The city of Atlanta submitted plans to fix a slew of problems with its troubled streetcar on Monday — a day ahead of a state-imposed deadline.
But it remains unclear whether those plans will pass muster with the Georgia Department of Transportation, which has threatened to shut down the streetcar over safety concerns. A GDOT spokeswoman said the agency had received Atlanta’s plans but was still reviewing them.
Earlier this month the city gave GDOT more than 2,500 pages of plans to fix 41 concerns about safety and other issues raised in recent audits. The agency gave Atlanta until Tuesday to submit plans for an additional 19 issues.
Atlanta delivered those plans Monday.
“It remains the Atlanta streetcar’s commitment to operate a safe streetcar system that is in full compliance with federal and state requirements,” city officials wrote in a letter accompanying the plans submitted Monday.
GDOT and the Federal Transportation Administration have been sounding the alarm about the $98 million streetcar for months. The problems include poor maintenance procedures, inadequate staffing and a failure to properly investigate accidents.
Last month, GDOT Commissioner Russell McMurry expressed the agency’s displeasure at Atlanta’s response, saying the city had failed to “provide timely, substantive and compliant responses to deficiencies” identified by auditors. He threatened to shut down the streetcar unless the city submitted adequate plans to address the problems.
Atlanta officials have repeatedly said the streetcar is safe. On Monday, Mayor Kasim Reed said the streetcar will be a long-term benefit for the city, in much the same way of other sweeping projects, such as the construction of Ga. 400.
Reed said he was confident the system would be seen as the foundation of a bustling new transit line in the heart of the city.
“The streetcar is always a long-term play. The streetcar is always a linchpin,” Reed said. “It’s part of a line. It’s not a train to nowhere, it’s a train for future lines. And you’re going to see some pretty big announcements that are going to push back on the notion of a streetcar that’s going nowhere.”
Gov. Nathan Deal said Monday that the state stepped in because, if not, federal transportation officials might intervene. The streetcar opened in December 2014 thanks in part to a $47 million federal grant that funded about half the system’s initial cost
“I feel confident that we will work out the details,” Deal said. “I just didn’t want the federal government threatening to cut off Georgia’s transportation project.”

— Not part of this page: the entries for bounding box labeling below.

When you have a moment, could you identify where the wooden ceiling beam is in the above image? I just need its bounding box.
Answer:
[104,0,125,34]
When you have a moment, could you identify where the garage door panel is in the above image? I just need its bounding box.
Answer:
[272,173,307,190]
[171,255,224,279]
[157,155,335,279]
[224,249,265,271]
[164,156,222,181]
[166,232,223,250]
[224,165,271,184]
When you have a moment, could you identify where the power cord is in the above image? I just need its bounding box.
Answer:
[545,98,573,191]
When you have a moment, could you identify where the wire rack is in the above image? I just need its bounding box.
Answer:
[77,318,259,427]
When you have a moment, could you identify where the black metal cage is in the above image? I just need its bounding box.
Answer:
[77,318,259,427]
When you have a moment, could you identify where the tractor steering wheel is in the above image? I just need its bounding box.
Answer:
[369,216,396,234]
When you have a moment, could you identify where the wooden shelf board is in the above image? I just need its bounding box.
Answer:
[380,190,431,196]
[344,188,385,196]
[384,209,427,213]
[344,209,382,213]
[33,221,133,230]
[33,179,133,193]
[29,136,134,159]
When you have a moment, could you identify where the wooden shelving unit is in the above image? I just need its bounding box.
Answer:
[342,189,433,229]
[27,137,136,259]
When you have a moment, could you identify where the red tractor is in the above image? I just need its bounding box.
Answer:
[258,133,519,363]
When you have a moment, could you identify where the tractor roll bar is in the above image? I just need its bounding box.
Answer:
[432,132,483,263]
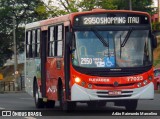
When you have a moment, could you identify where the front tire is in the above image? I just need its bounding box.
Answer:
[34,84,44,108]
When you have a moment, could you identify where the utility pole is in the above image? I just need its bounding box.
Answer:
[129,0,132,10]
[158,0,160,22]
[13,17,18,89]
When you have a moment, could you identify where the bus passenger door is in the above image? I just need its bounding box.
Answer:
[41,30,47,98]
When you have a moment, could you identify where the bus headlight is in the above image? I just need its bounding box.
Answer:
[88,84,92,88]
[137,83,142,88]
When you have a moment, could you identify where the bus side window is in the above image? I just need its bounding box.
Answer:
[27,31,32,58]
[57,25,63,56]
[32,30,36,57]
[35,29,40,57]
[48,26,55,57]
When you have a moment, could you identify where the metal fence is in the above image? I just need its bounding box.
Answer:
[0,75,25,92]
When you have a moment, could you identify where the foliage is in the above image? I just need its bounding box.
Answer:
[0,0,48,65]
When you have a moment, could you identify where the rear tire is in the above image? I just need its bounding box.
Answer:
[34,84,44,108]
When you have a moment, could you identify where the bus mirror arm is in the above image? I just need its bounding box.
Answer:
[151,34,157,48]
[66,32,72,46]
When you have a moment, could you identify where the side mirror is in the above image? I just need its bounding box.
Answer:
[151,34,157,48]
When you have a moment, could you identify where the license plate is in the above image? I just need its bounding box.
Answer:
[108,90,122,96]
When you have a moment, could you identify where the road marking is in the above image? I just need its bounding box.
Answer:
[24,117,37,119]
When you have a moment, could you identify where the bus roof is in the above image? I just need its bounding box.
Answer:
[26,9,150,30]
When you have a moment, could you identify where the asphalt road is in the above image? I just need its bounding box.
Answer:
[0,92,160,119]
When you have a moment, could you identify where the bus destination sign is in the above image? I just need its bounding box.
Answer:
[74,14,149,26]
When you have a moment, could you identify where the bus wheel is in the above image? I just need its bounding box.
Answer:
[46,100,55,108]
[59,87,76,112]
[157,83,160,90]
[34,84,44,108]
[125,100,138,110]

At an Atlanta Journal-Constitution editorial board meeting last week, MARTA Chief Executive Keith Parker said he’s confident that the fixes will instill “more confidence” in the system, and he said Atlanta is “making all the right choices” in laying out a future expansion of the streetcar.
The city last week voted to approve a referendum that would hike the city’s sales tax by a half-penny to raise $2.5 billion for transit. Along with fueling an expansion of MARTA’s heavy-rail network, it could also fund an extension of the streetcar up the Atlanta Beltline.
MARTA Board Chairman Robbie Ashe said the transit agency also learned another important lesson from the streetcar’s struggles. Expect the next round of plans to include a separate transit-only lane for the blue cars.
“Dedicated right of ways are important so you’re not running a train that has the opportunity to be stuck behind a car,” he said.